The 3-Document System: How I Stopped Losing My Best Ideas Across 100 AI Conversations
Why longer context windows and memory features still can't solve the "lost conversation" problem - and what actually works.
There’s a specific kind of AI waste nobody talks about.
Not the time spent writing prompts. Not the tokens used on bad outputs. Not even the hours chasing new tools.
It’s the time spent recreating frameworks you’ve already built.
You have a conversation with Claude that produces something useful—a workflow that solves a real problem. You use it once, it works perfectly, then you move on to the next thing.
Weeks pass. You need that exact workflow for a different project. You search your chat history. You scroll through conversations. You find nothing because everything’s titled “Strategy help” or “Writing question.”
You give up and rebuild the whole thing from scratch.
I’ve lost count of how many times I’ve done this. The worst part is sometimes I’ll stumble across the original conversation days later, completely by accident. Right there the whole time, just impossible to locate when I actually needed it.
AI memory features don’t fix this.
They help the AI remember facts about you, sure. But they don’t capture the reasoning process behind your best decisions. They don’t preserve the context that made a framework work. They don’t solve the retrieval problem when you’re hunting for something specific.
Today’s guest post is from
, who writes Prosper, the newsletter about AI and software that gives you an unfair knowledge advantage.If you want to dig deeper into what he writes about, check out these three latest posts:
In this post, Ilia’s built a dead-simple system to stop this waste: three documents that preserve what matters to ensure AI remembers your strategic context.
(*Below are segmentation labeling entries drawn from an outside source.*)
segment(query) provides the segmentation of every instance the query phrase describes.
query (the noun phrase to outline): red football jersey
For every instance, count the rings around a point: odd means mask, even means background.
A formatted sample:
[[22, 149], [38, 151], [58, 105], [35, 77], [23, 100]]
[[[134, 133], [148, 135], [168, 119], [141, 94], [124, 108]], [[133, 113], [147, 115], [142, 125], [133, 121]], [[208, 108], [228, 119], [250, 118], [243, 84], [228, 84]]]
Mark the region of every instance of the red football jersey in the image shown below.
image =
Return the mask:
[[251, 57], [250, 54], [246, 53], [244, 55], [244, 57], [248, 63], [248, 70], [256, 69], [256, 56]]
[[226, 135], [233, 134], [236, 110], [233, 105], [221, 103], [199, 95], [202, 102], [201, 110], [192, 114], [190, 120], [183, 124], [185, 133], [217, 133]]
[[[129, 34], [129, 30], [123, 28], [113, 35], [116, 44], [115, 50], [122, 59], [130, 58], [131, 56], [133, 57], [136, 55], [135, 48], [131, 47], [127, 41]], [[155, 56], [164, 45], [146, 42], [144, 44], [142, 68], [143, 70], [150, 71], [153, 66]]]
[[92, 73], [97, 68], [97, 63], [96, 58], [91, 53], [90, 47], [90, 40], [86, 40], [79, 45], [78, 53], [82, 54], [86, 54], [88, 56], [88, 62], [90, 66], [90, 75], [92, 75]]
I think this is super useful to build a collaboration system with AI that understands how you think.
Here’s Ilia.
Hello, Ilia’s here 👋🏻
Picture this scenario: You have a breakthrough conversation with Claude about your content strategy. The AI helps you see a pattern you’ve been missing: your “viral” posts get thousands of likes but zero business results, while your detailed breakdowns generate actual clients. Together, you map out a complete pivot—depth over frequency, searchability over engagement, compound value over consumable content. You close the tab feeling like you’ve unlocked something huge.
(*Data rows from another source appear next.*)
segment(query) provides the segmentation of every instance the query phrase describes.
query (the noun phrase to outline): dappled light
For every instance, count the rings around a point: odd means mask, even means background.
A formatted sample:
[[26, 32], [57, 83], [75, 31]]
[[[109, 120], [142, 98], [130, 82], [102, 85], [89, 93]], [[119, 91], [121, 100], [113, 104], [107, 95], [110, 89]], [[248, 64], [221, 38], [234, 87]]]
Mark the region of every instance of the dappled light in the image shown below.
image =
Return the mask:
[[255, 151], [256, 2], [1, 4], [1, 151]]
Three weeks later, you need that insight for a client presentation. You open Claude and see:
“Content Help”
“Marketing Strategy”
“Strategic Pivot”
“Writing Ideas”
“Content Strategy v2”
“Marketing Thoughts”
Useless. Absolutely useless.
You spent 20 minutes hunting through conversations, gave up, and recreated the entire strategic framework from scratch. Again.
Sound familiar?
The Memory Illusion
Here’s what makes this so frustrating: we’re living in the era of AI memory breakthroughs.
For example, ChatGPT now references all your past conversations to deliver more personalized responses, and Claude’s memory feature lets you pick up exactly where you left off on long-term projects The AI companies have solved the memory problem, right?
Wrong.
They’ve solved the AI’s memory problem. They haven’t solved yours.
The AI remembers facts about you: “User prefers concise responses. User works in B2B SaaS. User has a dog named Max.” That’s helpful for generating better responses.
But what the AI doesn’t capture - what no memory feature can capture - is the strategic reasoning process that led to your best decisions.
When you have that breakthrough conversation where AI helps you think through a complex problem, what matters isn’t just the conclusion. It’s:
Why you chose option A over option B
What alternatives you considered and rejected
The specific context that made this decision right
The reasoning chain that got you there
That thinking process? It’s trapped in a conversation titled “Project Help” somewhere in your history of 100+ chats.
AI systems struggle with persistent memory across sessions, but even when they remember, you can’t retrieve the strategic context you need.
The Real Cost of Lost Conversations
This isn’t just annoying. It’s expensive. It cost your time.
I’ve watched this pattern repeat across my work:
Decision Debt: You rehash the same strategic debates because you can’t remember why you made certain choices. “Why did we decide not to do paid ads again? What was our reasoning?” Start from scratch.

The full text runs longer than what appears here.